Question again proposed.
The Chairman: I remind the Committee that with this we are taking new clause 2—Producer responsibility for litter caused by discarded chewing gum etc.—
'(1) The Secretary of State must consult on producer responsibility measures to—
(a) discourage litter caused by discarded chewing gum and the discarded remains of other products designed for chewing; and
(b) provide financial redress to litter authorities for the costs incurred by removal of discarded chewing gum and the discarded remains of other products designed for chewing.
(2) The consultation must—
(a) include such bodies or persons appearing to him to be representative of the interests of litter authorities as he considers appropriate;
(b) include such bodies or persons appearing to him to be representative of the interests of producers and distributors of chewing gum and other products designed for chewing as he considers appropriate; and
(c) publish recommendations before 2007.
(3) The consultation must consider both voluntary and statutory schemes.'.
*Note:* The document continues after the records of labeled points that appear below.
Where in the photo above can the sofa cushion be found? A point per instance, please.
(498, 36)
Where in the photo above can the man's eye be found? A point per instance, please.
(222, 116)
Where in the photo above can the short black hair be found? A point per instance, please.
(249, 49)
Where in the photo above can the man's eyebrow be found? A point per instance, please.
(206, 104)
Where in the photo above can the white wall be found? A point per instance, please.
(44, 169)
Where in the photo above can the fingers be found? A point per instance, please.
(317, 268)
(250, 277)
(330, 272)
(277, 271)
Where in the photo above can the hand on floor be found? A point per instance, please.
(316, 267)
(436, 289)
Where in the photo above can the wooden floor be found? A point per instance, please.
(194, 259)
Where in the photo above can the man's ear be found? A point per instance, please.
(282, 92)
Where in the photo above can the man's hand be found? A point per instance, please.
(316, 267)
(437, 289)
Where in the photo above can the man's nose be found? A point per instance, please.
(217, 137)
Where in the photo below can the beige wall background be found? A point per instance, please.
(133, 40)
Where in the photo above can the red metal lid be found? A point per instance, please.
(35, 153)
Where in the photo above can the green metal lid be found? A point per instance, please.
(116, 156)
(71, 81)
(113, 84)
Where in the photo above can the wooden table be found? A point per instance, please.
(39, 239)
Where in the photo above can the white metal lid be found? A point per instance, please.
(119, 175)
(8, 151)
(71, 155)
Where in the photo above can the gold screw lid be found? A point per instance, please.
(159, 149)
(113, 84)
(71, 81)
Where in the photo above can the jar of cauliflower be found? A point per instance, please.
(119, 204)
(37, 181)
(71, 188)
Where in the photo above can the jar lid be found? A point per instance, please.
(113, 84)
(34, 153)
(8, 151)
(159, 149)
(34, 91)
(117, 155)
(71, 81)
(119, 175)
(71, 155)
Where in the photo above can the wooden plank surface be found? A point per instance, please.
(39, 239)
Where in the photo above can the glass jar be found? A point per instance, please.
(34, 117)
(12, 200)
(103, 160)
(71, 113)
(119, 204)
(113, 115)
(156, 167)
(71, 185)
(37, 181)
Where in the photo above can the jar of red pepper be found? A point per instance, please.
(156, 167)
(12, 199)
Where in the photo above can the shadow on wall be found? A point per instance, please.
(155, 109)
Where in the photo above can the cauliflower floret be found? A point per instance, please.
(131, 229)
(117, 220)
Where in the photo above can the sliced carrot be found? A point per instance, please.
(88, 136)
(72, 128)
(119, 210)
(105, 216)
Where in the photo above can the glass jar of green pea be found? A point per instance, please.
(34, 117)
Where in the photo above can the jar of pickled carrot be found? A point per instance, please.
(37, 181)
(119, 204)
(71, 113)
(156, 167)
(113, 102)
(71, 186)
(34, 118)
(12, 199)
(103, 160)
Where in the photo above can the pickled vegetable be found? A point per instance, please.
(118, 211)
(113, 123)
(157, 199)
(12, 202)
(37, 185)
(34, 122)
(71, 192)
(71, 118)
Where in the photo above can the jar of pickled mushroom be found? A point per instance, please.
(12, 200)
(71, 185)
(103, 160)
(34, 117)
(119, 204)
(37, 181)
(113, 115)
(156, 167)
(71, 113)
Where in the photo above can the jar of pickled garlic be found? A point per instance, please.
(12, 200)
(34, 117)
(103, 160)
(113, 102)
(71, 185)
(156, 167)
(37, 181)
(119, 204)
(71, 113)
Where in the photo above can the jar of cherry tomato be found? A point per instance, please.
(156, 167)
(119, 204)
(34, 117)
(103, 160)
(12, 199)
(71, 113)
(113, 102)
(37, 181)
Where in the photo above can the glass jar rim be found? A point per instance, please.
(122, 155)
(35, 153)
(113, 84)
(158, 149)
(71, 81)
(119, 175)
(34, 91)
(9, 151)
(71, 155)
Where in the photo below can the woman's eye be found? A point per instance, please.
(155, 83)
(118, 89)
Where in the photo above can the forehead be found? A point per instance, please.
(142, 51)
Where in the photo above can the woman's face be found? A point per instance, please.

I am pleased to be approaching the conclusion of our substantial discussion on clause 27. I have taken the opportunity to ask further advice. Westminster city council is delighted that the debate has gotten the £9 million cost into the public domain. Without detaining the Committee for too long or getting stuck on the provision, I just want to say that the Government are being accused of not listening. The council tried to make those points in consultation and it is delighted to have the opportunity to do so again through our debate on the clause. I urge the Minister to use his good offices to take a closer look at the streets, because, in my humble submission, his understanding of the situation is entirely wrong. The unsightly spots on the street are predominantly—forgive the graphic description, Mr. Forth—solid, flattened lumps of chewing gum. When they are left for a considerable time, they may be slowly worn down by passing feet, but the residue of gum lasts a very long time.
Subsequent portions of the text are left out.